Srivastava still thinks that blockchain technology has to mature further before it can truly allow AI to shine, but she said, "Every day we discover a new problem and solve it." She maintains that the technology needs to be "enterprise-grade" and that distributed data storage also poses an issue. She went on to say, "What we have seen is that scalability is still an issue, and speed of transactions is still an issue. So how you overcome those is the key to actually going to the next step with AI."
AI can make a number of industries, both private and public facing, more efficient, according to Srivastava. She said, "it's a no-brainer" that blockchain-backed smart-grids using internet of things power storage devices leveraging AI could deliver a greater level of efficiency. But she also acknowledges that a number of factors are at play; heavy reliance on EDCCs requires auditing and programmer expertise, skills that many consumers and business users do not have access.
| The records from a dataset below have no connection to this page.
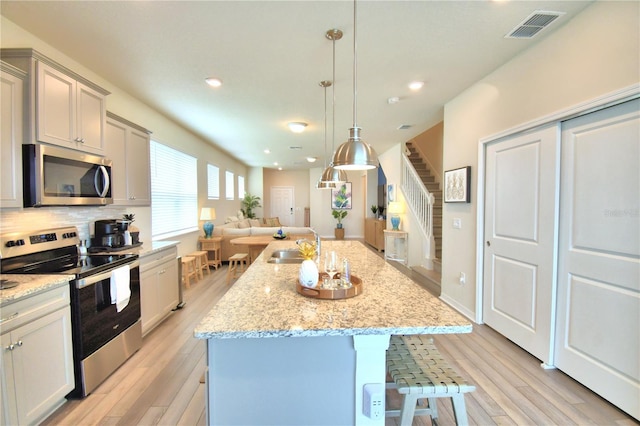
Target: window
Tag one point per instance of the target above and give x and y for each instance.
(240, 187)
(229, 182)
(213, 182)
(174, 187)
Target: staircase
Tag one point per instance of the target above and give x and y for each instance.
(428, 180)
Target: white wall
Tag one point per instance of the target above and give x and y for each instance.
(164, 130)
(596, 53)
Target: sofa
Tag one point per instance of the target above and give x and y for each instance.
(246, 227)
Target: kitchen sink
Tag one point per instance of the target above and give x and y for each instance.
(285, 256)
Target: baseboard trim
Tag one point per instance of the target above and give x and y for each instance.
(455, 305)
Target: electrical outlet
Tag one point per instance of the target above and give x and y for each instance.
(373, 401)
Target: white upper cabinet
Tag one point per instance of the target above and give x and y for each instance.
(12, 95)
(69, 113)
(127, 145)
(64, 108)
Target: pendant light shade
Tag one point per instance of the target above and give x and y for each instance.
(355, 154)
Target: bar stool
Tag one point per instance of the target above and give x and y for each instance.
(189, 270)
(237, 265)
(202, 262)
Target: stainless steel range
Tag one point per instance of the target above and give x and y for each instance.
(105, 333)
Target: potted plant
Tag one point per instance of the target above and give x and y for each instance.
(339, 215)
(249, 203)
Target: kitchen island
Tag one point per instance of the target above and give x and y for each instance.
(277, 357)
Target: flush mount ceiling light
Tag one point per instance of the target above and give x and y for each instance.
(320, 184)
(332, 177)
(297, 126)
(355, 154)
(213, 81)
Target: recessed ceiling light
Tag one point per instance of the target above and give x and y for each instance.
(213, 81)
(297, 126)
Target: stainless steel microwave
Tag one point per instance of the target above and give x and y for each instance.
(54, 176)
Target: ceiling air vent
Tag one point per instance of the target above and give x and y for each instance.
(533, 24)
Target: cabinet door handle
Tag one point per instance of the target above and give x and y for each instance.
(12, 316)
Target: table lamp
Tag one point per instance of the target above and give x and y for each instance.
(208, 214)
(394, 209)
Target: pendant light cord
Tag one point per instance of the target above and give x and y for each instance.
(325, 124)
(333, 101)
(355, 67)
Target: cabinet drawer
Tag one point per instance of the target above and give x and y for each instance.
(23, 311)
(158, 258)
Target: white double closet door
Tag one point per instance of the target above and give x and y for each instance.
(562, 251)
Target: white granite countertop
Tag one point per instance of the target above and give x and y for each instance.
(145, 249)
(263, 302)
(30, 285)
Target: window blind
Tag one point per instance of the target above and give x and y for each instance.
(174, 187)
(213, 182)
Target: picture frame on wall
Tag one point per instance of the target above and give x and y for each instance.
(457, 185)
(341, 197)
Srivastava also said that AI deployed onto a blockchain structure can lend itself to many applications outside commercial industries like non-profits and NGOs. She said, "I do believe there is a lot of value in getting these technologies so that the whole service angle of non-profits becomes more transparent, and then people would have much more trust for these organizations." Security and value can be realized through transparency according to Srivastava.
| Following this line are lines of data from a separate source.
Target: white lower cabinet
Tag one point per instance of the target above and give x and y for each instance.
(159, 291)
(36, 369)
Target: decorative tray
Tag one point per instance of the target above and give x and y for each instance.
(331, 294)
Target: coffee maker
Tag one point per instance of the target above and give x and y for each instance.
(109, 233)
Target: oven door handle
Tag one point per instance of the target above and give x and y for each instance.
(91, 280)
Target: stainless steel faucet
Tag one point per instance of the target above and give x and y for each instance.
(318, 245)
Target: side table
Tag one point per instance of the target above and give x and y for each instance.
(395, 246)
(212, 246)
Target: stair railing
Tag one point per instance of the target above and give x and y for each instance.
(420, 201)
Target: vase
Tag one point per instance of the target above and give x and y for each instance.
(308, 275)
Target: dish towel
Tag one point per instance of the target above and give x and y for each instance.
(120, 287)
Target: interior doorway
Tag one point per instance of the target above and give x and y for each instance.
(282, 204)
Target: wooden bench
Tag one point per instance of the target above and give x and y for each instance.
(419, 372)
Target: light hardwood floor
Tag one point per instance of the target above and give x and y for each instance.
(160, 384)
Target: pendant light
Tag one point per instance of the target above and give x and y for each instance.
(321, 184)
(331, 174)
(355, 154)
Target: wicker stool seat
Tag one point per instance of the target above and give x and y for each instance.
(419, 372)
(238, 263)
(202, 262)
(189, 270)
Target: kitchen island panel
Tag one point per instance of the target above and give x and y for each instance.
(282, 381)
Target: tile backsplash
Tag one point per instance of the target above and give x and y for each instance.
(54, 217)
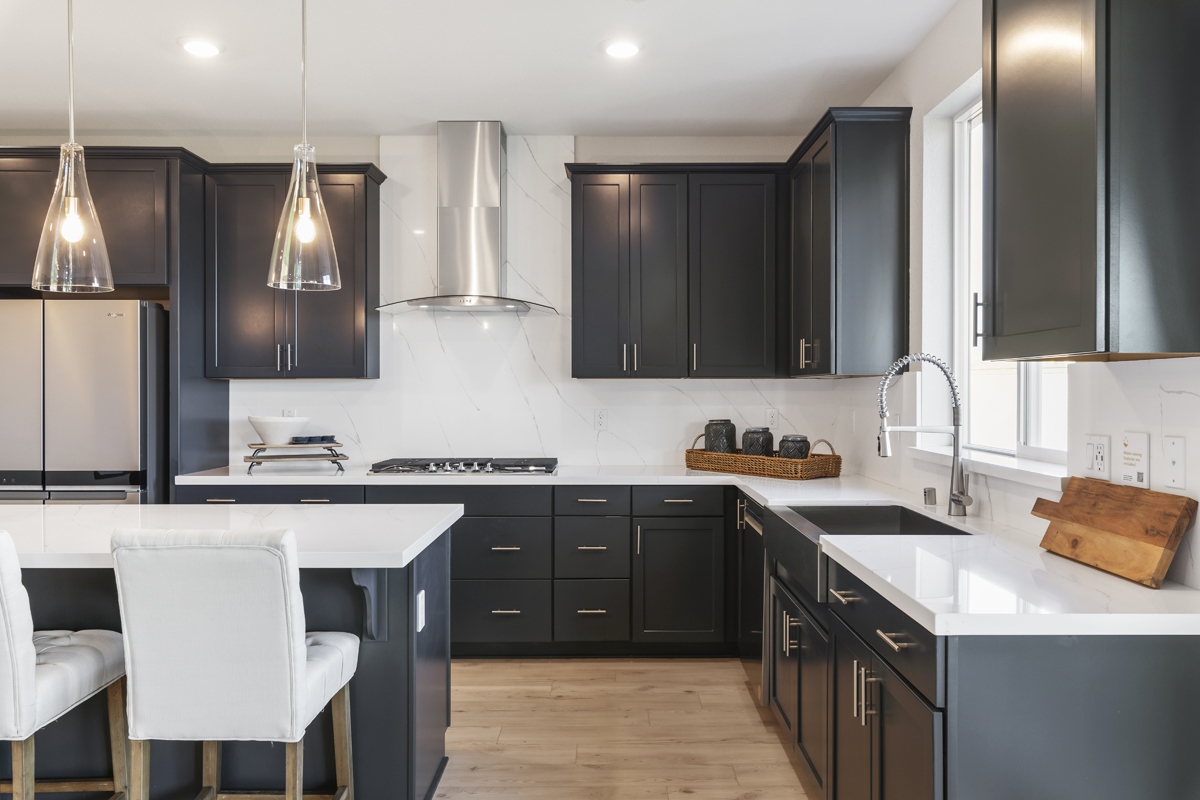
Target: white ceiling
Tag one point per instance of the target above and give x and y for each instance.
(707, 67)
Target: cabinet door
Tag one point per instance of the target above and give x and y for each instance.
(813, 731)
(678, 579)
(852, 725)
(1043, 270)
(658, 269)
(327, 330)
(600, 276)
(731, 257)
(911, 745)
(246, 323)
(785, 659)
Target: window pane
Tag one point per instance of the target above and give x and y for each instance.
(991, 385)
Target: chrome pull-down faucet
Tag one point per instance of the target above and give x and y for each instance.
(959, 497)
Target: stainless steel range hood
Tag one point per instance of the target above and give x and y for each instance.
(472, 216)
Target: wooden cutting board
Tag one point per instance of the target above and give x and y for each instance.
(1127, 531)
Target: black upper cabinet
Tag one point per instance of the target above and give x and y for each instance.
(256, 331)
(131, 197)
(600, 276)
(1090, 176)
(732, 275)
(850, 244)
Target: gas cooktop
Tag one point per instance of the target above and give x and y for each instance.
(466, 467)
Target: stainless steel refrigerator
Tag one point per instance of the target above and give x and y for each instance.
(83, 386)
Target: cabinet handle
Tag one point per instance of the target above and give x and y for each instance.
(844, 596)
(892, 643)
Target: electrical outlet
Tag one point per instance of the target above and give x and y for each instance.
(1175, 450)
(1097, 453)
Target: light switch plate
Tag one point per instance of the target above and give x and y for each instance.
(1134, 467)
(1175, 462)
(1097, 455)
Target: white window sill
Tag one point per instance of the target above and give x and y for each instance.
(1039, 474)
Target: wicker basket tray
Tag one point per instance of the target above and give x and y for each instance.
(791, 469)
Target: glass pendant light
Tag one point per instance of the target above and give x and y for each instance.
(304, 256)
(71, 256)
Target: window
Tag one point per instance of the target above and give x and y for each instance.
(1013, 408)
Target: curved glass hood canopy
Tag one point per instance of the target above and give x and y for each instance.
(472, 216)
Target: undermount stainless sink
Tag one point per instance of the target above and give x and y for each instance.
(897, 521)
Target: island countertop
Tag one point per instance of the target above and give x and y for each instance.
(334, 536)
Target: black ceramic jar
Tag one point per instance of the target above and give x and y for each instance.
(720, 435)
(793, 445)
(757, 441)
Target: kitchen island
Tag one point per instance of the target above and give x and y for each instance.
(381, 572)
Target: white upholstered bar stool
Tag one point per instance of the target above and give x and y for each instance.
(45, 674)
(216, 650)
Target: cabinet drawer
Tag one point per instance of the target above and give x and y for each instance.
(592, 500)
(592, 547)
(921, 657)
(499, 611)
(592, 611)
(501, 548)
(477, 500)
(678, 500)
(268, 494)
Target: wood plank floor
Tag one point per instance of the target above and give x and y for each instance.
(612, 729)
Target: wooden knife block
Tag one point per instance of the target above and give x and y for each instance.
(1127, 531)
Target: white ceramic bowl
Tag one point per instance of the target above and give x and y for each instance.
(277, 429)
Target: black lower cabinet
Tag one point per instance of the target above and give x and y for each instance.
(678, 579)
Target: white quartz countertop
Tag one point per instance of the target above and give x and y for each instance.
(327, 536)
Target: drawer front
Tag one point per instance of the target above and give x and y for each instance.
(269, 494)
(678, 500)
(592, 547)
(592, 611)
(477, 500)
(922, 655)
(592, 500)
(499, 611)
(501, 548)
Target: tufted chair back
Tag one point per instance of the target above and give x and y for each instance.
(18, 659)
(214, 635)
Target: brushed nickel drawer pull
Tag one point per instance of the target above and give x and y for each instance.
(892, 643)
(844, 596)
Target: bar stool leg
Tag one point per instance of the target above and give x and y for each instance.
(23, 769)
(343, 753)
(139, 769)
(118, 734)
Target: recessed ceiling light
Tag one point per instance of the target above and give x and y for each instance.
(203, 48)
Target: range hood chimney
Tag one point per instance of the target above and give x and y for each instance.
(472, 216)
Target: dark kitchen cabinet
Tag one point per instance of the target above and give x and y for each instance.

Many have recently clamored for AI to be regulated by government bodies, including Elon Musk, who tweeted on the topic.
Nobody likes being regulated, but everything (cars, planes, food, drugs, etc) that's a danger to the public is regulated. AI should be too.— Elon Musk (@elonmusk) August 12, 2017
On AI regulation, Srivastava said, "I do not think that a regulatory framework exists right now in any shape or form." Working in the public sector, it is an issue she deals with on a daily basis. "It's easy to come up with a model, but it's very hard to get it approved and get it agreed to by different people." She sees this issue as an obstacle for AI development. She says this problem mirrors the issues for blockchain technology in the US banking and insurance sector, where the technology is under scrutiny despite acknowledgments of its benefits.
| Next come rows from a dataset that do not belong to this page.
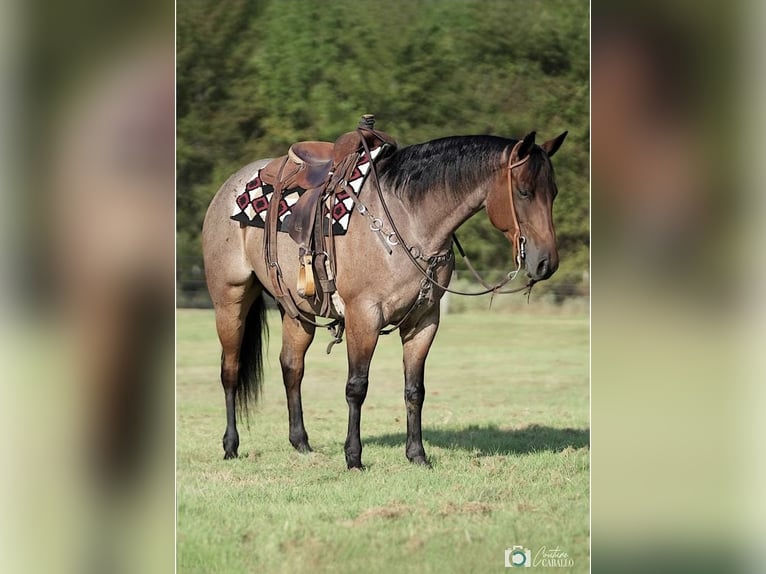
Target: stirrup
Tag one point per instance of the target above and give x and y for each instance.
(306, 285)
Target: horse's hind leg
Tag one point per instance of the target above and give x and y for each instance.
(296, 338)
(231, 311)
(416, 342)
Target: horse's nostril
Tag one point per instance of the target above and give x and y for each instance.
(542, 268)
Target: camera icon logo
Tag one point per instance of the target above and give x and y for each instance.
(518, 556)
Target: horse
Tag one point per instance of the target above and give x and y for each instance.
(392, 271)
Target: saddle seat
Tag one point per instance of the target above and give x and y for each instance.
(315, 159)
(319, 168)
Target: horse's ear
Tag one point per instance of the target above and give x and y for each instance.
(552, 146)
(526, 145)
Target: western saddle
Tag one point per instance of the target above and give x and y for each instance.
(322, 169)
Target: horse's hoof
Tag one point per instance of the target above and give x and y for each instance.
(302, 446)
(421, 461)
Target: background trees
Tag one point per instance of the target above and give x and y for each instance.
(255, 76)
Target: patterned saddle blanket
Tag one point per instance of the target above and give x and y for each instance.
(253, 201)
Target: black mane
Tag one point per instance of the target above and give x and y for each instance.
(451, 164)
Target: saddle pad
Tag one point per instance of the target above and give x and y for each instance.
(253, 202)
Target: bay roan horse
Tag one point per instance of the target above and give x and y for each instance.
(429, 189)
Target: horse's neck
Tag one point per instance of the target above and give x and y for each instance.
(433, 221)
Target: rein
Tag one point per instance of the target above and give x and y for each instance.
(518, 242)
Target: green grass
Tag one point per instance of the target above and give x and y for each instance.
(505, 424)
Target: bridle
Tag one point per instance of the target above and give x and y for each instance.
(518, 242)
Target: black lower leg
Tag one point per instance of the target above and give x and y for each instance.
(414, 395)
(231, 436)
(356, 392)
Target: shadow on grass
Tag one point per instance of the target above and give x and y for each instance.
(490, 440)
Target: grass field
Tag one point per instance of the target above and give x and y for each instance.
(505, 425)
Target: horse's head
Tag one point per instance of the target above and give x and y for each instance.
(521, 205)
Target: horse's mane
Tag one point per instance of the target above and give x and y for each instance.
(451, 166)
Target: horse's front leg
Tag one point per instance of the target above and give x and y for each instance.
(296, 338)
(416, 342)
(362, 328)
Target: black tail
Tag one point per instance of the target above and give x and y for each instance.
(254, 339)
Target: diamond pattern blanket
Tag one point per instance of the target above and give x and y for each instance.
(253, 201)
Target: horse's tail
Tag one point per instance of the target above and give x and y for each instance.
(254, 339)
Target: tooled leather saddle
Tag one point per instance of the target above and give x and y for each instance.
(322, 169)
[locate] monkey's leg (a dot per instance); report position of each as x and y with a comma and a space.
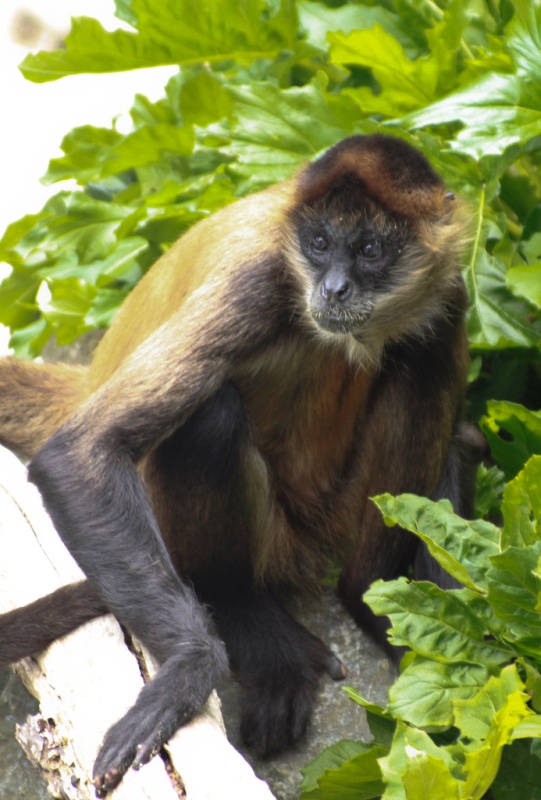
198, 484
278, 664
107, 522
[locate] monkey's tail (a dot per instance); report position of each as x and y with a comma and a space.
34, 627
35, 399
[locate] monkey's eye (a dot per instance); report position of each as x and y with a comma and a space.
371, 249
319, 243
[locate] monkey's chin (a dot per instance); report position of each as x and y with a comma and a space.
340, 321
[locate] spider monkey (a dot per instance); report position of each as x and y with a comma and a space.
298, 352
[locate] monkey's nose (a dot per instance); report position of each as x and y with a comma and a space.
336, 290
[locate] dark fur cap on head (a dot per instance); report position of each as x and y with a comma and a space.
388, 169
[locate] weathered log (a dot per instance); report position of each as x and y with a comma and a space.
86, 681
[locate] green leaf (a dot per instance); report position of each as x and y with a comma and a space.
528, 728
521, 506
424, 693
439, 625
514, 591
319, 20
418, 768
358, 777
496, 318
331, 757
481, 766
170, 32
66, 310
275, 131
526, 282
498, 110
513, 433
463, 548
520, 768
405, 84
490, 483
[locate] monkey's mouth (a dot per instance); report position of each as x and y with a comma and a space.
334, 319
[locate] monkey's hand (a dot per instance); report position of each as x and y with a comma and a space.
278, 664
277, 697
172, 698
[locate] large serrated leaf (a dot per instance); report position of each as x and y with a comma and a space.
436, 624
170, 32
463, 548
424, 693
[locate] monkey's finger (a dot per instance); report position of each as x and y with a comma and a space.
106, 783
334, 667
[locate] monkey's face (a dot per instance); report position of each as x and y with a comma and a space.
350, 258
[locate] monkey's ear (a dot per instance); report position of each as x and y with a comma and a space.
390, 171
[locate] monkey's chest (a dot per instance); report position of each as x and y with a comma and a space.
306, 426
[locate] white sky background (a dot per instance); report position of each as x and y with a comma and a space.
35, 117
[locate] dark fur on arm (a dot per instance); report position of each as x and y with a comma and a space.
34, 627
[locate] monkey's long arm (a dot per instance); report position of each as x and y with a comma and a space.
88, 478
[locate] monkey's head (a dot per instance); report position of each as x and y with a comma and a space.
376, 240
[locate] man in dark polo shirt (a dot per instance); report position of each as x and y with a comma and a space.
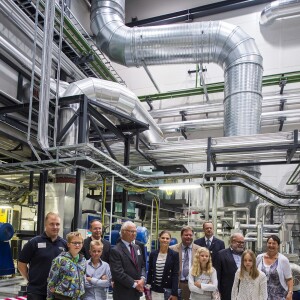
36, 257
96, 230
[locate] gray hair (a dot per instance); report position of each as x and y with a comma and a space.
234, 235
125, 225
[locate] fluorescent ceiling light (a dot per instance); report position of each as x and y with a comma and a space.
176, 186
5, 206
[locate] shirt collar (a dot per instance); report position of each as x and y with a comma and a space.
190, 246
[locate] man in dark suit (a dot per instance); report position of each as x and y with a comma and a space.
187, 250
228, 261
96, 230
127, 266
209, 241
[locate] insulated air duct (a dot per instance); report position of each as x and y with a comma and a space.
279, 9
114, 96
202, 42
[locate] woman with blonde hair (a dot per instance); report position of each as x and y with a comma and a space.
203, 277
249, 282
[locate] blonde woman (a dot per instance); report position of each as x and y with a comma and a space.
249, 282
66, 277
203, 277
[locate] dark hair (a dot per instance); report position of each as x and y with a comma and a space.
275, 238
94, 220
207, 222
163, 232
185, 228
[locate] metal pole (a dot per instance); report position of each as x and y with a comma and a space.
77, 203
111, 205
41, 202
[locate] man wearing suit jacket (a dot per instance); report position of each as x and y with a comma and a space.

AI technology is very new and the products NTT Data is developing won't be in the hands of mainstream society for a decade or longer, according to Srivastava. She said, in the meantime, it's likely to be delivered to select echelons of society; high-end consumers and enterprise-level applications will see the most benefits from the technology in the next five years. When the whole of society does have access to AI systems, Srivastava said the technology would ease interactions between consumers and manufacturers. "I definitely feel there is a lot of friction being removed from the whole interaction the customer has with the manufacturer or from a dealership."
Srivastava encourages companies to avoid waiting for the technology to be developed, and instead engage in research and development because there are so few players in the space. “If you are a forward thinking organization, I think it is extremely important that you start doing some sort of proof of concept, so that even if you do not right now have an implementable use-case... you at least know where it is right now and what you need to build inside the organization."
NTT Data Services recently announced the formation of a blockchain based consortium with 13 companies in industries ranging from logistics and trade to financial markets, which Srivastava believes is a necessary maneuver for companies trying to develop in the space. She believes that a consortium’s productivity far outpaces the work any one company can do alone – "This is not a one person game. This is best done through consortiums."
ETHNews will provide additional coverage when the consortium officially launches on August 30, 2017.